この問題の解決策は意外なところから見つかりました。取材のために訪れた戦車の博物館で大戦中の古い戦車の中に入れる展示があり、中に潜り込んでちょうど砲塔(車体の上に載ってる大砲の付いた回転砲台部分)の上にあるハッチ(乗降のためのドア)の下に立った時にハッチを開けずに外を見渡す装置が取り付けられていることに気づきました。

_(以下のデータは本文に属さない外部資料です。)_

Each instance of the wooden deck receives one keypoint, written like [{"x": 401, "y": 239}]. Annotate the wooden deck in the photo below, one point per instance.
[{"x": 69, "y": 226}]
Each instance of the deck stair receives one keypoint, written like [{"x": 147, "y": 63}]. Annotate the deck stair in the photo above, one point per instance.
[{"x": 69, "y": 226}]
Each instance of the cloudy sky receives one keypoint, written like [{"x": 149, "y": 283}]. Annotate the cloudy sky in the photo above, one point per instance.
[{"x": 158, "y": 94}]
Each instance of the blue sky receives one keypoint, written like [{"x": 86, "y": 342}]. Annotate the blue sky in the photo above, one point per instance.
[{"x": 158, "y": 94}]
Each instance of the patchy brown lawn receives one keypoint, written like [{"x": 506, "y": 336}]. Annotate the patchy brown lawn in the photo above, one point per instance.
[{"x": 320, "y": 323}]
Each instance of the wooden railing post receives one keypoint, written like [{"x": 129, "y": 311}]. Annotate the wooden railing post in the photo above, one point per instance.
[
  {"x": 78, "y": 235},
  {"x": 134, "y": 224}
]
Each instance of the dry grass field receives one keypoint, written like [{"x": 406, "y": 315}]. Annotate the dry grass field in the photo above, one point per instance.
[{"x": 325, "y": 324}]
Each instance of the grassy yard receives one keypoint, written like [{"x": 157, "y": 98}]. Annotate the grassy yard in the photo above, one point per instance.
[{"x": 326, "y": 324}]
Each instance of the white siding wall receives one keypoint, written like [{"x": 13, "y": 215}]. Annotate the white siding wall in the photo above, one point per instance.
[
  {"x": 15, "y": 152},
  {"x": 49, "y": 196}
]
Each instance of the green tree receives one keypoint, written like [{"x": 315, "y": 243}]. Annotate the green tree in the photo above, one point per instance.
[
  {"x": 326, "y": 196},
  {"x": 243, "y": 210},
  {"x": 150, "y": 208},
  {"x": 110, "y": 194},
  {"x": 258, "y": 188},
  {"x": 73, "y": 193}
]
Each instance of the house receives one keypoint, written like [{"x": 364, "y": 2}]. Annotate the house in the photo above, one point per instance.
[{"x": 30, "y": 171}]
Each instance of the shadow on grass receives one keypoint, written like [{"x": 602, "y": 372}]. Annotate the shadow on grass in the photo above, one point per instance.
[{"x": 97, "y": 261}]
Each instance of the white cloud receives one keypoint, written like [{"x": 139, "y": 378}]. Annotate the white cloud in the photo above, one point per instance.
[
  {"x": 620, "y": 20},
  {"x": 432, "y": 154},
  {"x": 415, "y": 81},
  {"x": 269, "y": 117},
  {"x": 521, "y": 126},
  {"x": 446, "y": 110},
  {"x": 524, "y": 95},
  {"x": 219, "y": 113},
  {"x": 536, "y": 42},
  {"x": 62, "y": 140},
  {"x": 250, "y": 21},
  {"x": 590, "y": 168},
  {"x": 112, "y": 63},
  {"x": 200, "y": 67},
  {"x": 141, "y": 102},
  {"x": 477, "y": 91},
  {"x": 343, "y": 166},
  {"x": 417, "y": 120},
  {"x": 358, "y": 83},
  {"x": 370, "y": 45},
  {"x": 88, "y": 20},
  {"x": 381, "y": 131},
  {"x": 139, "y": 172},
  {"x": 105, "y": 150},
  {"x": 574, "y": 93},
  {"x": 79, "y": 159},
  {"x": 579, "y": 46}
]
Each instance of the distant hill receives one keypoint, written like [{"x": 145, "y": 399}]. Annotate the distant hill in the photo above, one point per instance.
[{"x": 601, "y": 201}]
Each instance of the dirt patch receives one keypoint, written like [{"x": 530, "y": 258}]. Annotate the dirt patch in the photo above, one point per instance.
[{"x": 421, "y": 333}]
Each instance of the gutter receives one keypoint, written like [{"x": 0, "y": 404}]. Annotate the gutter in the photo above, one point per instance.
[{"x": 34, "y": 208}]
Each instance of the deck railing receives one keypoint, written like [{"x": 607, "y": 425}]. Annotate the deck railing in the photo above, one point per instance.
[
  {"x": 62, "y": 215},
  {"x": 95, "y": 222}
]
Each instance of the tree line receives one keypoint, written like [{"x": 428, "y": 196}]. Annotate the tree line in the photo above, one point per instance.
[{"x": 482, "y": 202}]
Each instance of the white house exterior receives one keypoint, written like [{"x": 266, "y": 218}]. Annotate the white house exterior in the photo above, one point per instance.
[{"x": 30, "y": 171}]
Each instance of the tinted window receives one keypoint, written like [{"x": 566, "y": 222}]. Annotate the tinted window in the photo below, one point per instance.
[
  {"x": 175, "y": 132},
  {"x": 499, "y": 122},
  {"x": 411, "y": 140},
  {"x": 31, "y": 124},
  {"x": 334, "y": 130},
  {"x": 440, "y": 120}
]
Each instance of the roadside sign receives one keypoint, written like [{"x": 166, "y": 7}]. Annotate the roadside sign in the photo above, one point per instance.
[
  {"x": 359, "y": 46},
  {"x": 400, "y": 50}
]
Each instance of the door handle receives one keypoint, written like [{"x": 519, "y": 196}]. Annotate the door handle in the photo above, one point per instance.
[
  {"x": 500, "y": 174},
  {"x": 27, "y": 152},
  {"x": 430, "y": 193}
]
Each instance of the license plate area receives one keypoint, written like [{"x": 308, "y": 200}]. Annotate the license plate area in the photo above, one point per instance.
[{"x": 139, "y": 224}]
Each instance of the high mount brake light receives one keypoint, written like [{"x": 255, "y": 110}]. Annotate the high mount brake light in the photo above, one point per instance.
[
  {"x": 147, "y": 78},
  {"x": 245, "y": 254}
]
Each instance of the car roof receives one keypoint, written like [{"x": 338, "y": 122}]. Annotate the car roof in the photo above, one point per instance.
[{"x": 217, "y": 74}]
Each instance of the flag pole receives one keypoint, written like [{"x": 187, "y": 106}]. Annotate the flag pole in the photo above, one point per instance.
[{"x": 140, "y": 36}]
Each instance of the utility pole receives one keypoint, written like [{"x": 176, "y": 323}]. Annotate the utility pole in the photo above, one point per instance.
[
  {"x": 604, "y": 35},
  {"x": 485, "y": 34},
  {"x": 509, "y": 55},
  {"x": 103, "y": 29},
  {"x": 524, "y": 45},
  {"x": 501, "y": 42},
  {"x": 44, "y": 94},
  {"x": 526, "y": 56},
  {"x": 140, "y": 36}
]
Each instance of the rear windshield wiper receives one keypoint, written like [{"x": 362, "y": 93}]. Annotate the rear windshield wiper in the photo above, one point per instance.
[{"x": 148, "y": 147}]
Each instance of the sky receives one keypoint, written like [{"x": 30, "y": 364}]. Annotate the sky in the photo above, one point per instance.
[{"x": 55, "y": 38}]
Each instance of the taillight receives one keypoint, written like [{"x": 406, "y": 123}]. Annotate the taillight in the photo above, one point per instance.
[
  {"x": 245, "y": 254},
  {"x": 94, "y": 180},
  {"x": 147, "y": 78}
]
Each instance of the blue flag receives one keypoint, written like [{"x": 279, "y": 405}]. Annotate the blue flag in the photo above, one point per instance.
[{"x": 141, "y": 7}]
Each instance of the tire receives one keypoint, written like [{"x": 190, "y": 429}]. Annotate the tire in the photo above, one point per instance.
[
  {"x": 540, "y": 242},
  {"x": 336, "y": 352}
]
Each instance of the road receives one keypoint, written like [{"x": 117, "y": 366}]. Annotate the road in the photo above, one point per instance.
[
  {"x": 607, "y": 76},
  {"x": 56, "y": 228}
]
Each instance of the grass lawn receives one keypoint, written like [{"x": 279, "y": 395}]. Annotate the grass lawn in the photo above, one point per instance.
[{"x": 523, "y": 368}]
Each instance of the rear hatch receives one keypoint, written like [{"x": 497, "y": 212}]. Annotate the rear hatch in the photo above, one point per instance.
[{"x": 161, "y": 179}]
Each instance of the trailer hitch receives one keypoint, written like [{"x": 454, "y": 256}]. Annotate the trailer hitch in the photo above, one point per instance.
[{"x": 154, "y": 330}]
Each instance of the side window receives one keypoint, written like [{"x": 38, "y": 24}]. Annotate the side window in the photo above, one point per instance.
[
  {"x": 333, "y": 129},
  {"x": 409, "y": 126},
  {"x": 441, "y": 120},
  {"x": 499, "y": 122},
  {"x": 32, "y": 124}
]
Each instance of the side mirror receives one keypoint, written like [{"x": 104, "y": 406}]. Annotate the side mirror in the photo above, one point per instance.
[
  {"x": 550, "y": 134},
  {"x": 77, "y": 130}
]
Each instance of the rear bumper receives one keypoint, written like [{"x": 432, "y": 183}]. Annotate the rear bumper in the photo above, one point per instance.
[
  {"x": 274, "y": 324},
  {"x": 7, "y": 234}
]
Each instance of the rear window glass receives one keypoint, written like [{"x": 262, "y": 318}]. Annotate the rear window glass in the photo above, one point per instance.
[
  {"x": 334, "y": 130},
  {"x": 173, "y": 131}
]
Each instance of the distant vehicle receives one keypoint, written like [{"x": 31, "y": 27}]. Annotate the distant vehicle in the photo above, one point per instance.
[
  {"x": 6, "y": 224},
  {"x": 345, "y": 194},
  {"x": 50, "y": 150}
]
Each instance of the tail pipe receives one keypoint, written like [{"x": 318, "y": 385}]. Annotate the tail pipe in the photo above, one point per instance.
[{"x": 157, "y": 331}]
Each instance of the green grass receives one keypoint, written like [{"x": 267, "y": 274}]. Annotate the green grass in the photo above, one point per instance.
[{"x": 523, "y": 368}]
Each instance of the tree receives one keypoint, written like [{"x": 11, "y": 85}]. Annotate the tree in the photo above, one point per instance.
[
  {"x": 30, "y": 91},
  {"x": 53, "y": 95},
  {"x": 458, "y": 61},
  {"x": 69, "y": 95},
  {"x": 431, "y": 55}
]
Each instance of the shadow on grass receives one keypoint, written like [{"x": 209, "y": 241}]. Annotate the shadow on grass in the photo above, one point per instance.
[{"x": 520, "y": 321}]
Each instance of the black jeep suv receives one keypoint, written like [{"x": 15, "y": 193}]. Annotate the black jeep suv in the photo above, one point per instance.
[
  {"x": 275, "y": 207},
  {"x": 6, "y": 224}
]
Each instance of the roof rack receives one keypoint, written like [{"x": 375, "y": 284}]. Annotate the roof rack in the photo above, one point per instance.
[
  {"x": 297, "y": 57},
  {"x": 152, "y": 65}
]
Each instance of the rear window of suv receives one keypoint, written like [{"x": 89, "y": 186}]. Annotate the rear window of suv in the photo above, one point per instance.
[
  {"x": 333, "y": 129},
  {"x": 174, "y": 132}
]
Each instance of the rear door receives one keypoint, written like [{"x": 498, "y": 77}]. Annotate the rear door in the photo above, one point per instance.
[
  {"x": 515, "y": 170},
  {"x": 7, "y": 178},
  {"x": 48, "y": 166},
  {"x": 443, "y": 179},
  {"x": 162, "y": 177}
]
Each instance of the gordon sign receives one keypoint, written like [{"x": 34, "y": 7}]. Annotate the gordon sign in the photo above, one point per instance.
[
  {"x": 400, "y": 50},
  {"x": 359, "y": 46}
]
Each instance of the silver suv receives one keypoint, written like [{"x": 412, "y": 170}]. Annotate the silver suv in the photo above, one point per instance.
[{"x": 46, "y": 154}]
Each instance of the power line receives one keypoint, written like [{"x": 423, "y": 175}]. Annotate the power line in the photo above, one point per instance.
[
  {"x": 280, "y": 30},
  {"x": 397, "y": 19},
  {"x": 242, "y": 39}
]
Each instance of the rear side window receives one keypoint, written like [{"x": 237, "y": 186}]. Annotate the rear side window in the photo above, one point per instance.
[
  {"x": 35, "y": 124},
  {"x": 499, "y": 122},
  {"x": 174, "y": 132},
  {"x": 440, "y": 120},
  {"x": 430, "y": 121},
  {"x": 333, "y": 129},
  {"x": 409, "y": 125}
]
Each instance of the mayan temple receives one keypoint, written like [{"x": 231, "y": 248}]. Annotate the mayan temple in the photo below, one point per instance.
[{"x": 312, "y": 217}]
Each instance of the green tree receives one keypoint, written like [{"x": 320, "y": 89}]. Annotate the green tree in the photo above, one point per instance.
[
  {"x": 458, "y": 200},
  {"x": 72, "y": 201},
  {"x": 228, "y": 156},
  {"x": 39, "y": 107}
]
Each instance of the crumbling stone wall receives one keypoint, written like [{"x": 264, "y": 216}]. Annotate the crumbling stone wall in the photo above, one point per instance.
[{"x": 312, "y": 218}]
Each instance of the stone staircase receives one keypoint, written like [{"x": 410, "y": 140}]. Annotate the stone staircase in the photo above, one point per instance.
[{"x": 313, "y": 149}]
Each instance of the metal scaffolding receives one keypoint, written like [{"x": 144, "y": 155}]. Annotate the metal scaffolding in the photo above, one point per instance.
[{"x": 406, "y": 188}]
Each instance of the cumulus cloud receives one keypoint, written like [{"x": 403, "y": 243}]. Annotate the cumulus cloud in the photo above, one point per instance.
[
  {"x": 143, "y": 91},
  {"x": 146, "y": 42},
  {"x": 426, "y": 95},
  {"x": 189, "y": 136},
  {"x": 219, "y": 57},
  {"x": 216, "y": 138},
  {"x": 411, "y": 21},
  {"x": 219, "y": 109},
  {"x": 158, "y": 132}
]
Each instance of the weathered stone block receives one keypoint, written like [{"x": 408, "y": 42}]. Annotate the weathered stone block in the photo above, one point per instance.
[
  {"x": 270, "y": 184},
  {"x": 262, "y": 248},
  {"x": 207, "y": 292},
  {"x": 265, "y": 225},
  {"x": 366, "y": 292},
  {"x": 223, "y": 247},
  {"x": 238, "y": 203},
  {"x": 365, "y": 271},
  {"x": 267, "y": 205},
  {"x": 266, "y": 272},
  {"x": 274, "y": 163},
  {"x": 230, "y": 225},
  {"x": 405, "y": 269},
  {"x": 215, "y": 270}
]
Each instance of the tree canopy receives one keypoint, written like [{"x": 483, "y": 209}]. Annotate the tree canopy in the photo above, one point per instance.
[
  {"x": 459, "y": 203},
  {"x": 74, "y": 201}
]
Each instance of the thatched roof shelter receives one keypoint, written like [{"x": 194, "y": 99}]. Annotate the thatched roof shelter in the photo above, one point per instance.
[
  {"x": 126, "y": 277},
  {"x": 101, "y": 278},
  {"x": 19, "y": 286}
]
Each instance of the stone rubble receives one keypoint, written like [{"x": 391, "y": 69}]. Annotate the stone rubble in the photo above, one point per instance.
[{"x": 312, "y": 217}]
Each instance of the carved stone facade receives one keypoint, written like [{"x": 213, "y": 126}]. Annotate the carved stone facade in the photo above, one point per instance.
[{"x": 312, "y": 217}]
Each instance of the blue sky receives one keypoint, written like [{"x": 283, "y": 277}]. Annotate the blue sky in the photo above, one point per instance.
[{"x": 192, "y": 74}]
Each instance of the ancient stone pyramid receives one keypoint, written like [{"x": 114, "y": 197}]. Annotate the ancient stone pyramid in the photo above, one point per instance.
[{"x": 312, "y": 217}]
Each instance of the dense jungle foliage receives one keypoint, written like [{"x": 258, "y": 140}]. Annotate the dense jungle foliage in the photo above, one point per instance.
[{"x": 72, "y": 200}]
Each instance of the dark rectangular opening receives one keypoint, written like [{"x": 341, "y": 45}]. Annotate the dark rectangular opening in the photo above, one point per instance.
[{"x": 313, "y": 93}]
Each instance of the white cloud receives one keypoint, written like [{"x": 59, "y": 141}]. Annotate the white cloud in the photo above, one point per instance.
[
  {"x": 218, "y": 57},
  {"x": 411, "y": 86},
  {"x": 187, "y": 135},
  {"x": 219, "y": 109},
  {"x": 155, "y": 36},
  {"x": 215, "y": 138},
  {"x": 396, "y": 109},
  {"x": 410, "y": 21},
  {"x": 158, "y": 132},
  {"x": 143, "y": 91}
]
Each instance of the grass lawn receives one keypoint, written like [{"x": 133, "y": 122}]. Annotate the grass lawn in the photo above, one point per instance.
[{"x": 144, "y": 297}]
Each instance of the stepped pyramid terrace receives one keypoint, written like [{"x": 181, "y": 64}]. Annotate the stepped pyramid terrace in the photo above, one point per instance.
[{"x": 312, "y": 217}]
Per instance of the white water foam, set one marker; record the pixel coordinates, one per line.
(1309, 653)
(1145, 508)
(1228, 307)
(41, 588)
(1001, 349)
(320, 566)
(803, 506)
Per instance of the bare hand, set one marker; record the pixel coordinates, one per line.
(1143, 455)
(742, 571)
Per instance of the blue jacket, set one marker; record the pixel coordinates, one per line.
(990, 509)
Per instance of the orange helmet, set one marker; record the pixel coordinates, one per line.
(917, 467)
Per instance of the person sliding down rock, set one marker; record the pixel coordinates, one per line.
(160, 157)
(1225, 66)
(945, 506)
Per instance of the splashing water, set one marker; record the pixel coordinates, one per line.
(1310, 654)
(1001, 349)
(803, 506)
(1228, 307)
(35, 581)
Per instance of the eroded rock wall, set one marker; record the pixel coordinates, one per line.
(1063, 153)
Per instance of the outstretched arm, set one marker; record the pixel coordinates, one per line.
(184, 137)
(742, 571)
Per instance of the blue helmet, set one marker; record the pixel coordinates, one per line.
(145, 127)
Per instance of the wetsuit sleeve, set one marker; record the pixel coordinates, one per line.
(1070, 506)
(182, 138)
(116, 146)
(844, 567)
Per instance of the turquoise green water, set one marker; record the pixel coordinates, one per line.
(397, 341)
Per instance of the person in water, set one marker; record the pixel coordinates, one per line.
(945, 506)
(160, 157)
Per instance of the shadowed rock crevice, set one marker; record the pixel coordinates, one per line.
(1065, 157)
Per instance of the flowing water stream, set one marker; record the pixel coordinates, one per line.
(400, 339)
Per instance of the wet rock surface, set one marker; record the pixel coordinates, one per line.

ぶ厚い防弾ガラスと鏡を組み合わせて出来たこの装置はペリスコープと呼ばれ、ほぼ全周が見渡せるように8個ほどが取り付けられていました。コレをのぞき込んだ私は「外の光が車外に顔を出さなくても見えるということは・・」と考えこの原理がそのままセンサーの問題を解決出来るのでは・・と直感しました。つまり、水平方向から飛んでくる光を一度直角に曲げて下に落とせば1つのセンサーで全ての角度からの光が拾えるはずでした。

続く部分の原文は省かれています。